Enhanced recovery after surgery (ERAS) has provided evidence-based perioperative care protocol to improve the quality of patient care and minimize complications, thereby improving outcomes of various surgeries, including TKR. Since RA options like distal femoral triangle block, ACB, selective tibial nerve block, LIA, and iPaCK are considered motor-sparing blocks, they have been recommended over femoral and sciatic nerve blocks. The femoral and sciatic nerve blocks are not suitable for ERAS protocols as they are associated with quadriceps and hamstring weakness, respectively, leading to the risk of falls.

Multimodal systemic analgesia using different routes also plays an essential role in controlling the inflammatory process, dealing with the neuropathic component of pain, and thus reducing its severity. The factors other than anesthesia and surgical techniques that influence postoperative pain include the patient’s age, sex, comorbidities, pain threshold, and severity of preoperative pain. Besides, the patients’ postoperative activity level, the use and duration of tourniquet exsanguinations, preoperative consumption of opioids, opioid-induced hyperalgesia, opioid dependence/resistance/tolerance can also affect the severity of postoperative pain. A thorough assessment of postoperative pain is necessary to determine the actual cause of pain and prompt management. In our experience, we found that the patient develops tourniquet pain over the anterior/posterior aspect of the thigh due to regression of spinal level at 4–6 hours. Many times, patients confuse this with anterior/posterior knee pain. Hence, a thorough postoperative pain assessment is required to determine the cause of pain and rectify mistakes.

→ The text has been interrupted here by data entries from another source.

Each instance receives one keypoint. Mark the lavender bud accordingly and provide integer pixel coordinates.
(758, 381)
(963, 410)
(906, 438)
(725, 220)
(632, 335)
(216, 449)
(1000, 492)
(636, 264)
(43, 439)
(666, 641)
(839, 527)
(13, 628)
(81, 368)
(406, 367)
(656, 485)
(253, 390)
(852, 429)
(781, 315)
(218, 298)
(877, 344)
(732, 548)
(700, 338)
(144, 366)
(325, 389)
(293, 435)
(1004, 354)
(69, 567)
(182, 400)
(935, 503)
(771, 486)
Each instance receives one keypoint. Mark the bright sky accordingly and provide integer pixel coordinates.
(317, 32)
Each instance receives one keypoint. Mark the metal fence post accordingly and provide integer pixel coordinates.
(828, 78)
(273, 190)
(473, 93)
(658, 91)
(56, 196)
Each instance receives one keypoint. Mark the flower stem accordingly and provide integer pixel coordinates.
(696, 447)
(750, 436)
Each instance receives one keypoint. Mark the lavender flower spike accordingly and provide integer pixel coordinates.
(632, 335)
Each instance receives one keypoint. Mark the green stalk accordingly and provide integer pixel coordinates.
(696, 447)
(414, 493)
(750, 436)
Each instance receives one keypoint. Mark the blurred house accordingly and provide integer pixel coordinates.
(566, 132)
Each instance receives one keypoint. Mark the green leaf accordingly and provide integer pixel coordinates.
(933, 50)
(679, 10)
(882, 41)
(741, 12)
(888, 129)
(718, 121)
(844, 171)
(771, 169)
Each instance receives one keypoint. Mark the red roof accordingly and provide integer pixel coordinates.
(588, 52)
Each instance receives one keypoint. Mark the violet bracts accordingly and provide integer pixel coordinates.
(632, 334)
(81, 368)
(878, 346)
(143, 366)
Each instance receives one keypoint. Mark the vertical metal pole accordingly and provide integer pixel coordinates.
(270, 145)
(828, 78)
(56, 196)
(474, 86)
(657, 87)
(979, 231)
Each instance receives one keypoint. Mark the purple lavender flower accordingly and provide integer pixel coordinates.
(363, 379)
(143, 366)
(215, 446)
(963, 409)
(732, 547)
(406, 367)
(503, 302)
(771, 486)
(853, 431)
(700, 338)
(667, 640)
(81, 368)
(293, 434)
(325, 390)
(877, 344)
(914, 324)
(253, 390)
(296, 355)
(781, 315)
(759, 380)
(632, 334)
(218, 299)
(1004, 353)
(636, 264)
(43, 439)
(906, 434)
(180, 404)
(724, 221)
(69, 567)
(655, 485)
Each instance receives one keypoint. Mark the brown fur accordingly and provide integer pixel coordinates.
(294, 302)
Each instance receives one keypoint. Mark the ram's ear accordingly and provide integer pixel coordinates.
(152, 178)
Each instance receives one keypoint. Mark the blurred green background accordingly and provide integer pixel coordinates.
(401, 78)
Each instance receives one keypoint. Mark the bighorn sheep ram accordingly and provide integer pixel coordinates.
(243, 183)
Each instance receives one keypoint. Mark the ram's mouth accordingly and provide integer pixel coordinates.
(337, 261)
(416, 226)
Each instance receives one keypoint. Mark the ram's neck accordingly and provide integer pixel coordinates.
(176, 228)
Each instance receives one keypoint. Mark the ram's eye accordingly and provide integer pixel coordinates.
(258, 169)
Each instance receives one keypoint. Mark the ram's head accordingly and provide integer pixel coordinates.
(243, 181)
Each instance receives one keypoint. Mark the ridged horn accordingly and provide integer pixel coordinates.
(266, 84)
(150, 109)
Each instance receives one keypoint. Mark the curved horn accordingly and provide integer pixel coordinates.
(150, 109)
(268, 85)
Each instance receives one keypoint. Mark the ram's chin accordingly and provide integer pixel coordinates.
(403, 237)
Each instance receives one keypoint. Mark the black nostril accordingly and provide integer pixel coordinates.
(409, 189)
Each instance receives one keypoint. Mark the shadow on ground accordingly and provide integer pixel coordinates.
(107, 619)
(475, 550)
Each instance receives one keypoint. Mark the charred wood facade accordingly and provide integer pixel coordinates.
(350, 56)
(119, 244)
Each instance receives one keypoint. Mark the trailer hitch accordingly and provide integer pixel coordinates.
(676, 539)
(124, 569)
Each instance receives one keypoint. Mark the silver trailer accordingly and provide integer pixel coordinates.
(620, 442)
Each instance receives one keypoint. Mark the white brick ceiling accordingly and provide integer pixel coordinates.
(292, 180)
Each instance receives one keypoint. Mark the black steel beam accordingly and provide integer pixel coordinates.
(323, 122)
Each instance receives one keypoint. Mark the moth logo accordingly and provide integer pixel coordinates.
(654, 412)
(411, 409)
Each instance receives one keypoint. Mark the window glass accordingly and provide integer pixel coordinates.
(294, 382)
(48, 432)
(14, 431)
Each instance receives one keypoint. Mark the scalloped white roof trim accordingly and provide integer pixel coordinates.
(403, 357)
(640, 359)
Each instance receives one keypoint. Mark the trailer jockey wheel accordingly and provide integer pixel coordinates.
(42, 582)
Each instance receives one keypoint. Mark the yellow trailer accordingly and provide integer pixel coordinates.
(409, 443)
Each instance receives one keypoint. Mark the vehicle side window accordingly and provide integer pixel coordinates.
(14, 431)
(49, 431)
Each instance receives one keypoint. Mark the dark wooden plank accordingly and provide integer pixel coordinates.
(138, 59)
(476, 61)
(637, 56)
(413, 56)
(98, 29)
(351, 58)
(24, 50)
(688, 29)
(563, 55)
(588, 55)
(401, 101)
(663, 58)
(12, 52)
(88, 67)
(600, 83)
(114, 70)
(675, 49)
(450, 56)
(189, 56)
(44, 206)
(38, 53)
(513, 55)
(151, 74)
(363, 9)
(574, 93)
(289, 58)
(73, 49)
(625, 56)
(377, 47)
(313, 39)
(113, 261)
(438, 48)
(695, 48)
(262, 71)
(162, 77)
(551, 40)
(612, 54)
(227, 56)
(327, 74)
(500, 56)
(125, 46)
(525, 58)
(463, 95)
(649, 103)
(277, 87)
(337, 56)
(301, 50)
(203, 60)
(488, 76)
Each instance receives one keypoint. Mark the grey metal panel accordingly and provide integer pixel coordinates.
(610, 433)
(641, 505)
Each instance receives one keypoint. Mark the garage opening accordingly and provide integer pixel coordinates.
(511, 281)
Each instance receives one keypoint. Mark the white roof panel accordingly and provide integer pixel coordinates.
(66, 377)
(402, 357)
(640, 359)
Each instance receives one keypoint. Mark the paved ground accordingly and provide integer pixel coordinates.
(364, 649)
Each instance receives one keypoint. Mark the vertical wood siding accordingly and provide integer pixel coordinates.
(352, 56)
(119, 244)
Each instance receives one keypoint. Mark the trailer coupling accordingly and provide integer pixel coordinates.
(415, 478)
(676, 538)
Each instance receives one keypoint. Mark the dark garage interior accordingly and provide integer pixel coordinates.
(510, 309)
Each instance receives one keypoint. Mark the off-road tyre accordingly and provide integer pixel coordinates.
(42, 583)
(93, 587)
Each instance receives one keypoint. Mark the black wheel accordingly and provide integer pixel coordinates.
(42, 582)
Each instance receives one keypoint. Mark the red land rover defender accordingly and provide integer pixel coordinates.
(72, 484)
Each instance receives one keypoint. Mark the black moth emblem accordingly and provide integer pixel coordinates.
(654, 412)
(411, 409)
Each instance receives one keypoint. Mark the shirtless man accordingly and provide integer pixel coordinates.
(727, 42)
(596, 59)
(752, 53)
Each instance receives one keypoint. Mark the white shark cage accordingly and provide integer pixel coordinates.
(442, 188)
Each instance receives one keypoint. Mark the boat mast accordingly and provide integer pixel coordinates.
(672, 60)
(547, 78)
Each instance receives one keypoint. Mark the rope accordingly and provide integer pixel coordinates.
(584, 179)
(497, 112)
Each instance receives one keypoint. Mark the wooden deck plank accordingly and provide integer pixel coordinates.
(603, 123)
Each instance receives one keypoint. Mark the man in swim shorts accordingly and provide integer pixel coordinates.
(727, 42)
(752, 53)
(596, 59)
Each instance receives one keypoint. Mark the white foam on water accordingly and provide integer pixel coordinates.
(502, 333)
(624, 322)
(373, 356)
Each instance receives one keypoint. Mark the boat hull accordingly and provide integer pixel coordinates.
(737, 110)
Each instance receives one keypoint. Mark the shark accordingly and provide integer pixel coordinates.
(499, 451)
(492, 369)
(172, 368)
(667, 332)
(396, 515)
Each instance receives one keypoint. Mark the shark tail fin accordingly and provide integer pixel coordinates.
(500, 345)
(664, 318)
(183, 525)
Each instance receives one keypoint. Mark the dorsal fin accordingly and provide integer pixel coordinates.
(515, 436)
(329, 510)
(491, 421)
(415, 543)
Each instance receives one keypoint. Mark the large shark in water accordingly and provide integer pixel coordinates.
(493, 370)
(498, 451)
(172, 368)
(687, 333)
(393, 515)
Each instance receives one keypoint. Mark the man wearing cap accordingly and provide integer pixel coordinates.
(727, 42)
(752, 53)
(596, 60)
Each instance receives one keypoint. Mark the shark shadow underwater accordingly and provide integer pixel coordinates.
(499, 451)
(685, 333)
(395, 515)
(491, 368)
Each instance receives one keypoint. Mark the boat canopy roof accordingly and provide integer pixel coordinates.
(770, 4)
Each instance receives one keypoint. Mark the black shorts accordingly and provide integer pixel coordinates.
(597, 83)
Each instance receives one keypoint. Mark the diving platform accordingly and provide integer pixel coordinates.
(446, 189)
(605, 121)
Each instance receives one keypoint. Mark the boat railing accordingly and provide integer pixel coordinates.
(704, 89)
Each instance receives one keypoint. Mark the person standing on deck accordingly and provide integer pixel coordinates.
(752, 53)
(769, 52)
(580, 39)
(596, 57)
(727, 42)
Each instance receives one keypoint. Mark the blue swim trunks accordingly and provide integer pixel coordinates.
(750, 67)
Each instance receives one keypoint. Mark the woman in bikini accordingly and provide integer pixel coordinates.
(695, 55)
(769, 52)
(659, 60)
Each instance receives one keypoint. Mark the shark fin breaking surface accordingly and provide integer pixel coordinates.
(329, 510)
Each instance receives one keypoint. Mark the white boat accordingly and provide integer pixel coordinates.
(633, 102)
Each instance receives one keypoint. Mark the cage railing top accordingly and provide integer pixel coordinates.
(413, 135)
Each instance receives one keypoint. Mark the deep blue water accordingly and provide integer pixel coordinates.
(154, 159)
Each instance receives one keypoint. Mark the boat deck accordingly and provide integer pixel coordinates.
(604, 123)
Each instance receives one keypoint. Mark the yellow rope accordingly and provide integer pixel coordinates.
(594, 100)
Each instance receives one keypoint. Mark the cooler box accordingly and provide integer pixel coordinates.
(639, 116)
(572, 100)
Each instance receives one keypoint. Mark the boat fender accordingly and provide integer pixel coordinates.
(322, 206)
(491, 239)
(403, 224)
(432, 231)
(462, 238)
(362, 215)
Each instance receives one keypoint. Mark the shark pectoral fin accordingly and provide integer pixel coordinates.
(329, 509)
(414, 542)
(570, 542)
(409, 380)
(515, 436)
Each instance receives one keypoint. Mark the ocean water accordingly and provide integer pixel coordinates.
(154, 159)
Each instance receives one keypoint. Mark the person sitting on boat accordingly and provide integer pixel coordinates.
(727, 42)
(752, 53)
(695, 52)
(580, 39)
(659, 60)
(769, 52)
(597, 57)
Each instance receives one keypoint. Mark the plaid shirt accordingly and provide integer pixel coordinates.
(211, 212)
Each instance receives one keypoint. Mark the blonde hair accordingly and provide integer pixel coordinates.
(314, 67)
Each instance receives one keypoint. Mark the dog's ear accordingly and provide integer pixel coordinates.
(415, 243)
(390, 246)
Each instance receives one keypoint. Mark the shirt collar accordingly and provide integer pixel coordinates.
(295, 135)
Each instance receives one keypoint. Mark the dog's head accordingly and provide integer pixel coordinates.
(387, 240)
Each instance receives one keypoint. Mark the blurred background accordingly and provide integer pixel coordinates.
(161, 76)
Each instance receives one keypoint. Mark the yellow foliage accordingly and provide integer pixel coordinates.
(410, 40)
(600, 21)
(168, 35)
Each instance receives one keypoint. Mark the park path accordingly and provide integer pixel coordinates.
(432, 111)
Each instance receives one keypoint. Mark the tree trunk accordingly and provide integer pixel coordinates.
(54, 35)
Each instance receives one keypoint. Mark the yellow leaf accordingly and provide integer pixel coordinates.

To conclude, the ideal RA technique for TKR should be procedure-specific, motor-sparing, opioid-sparing, and should adequately cover both anterior and posterior components of knee pain. Although we have arrows in the form of different RA techniques, we are yet to hit the bull’s eye to provide optimal analgesia and minimize the complications.

Conflicts of interest

The authors declare no conflicts of interest.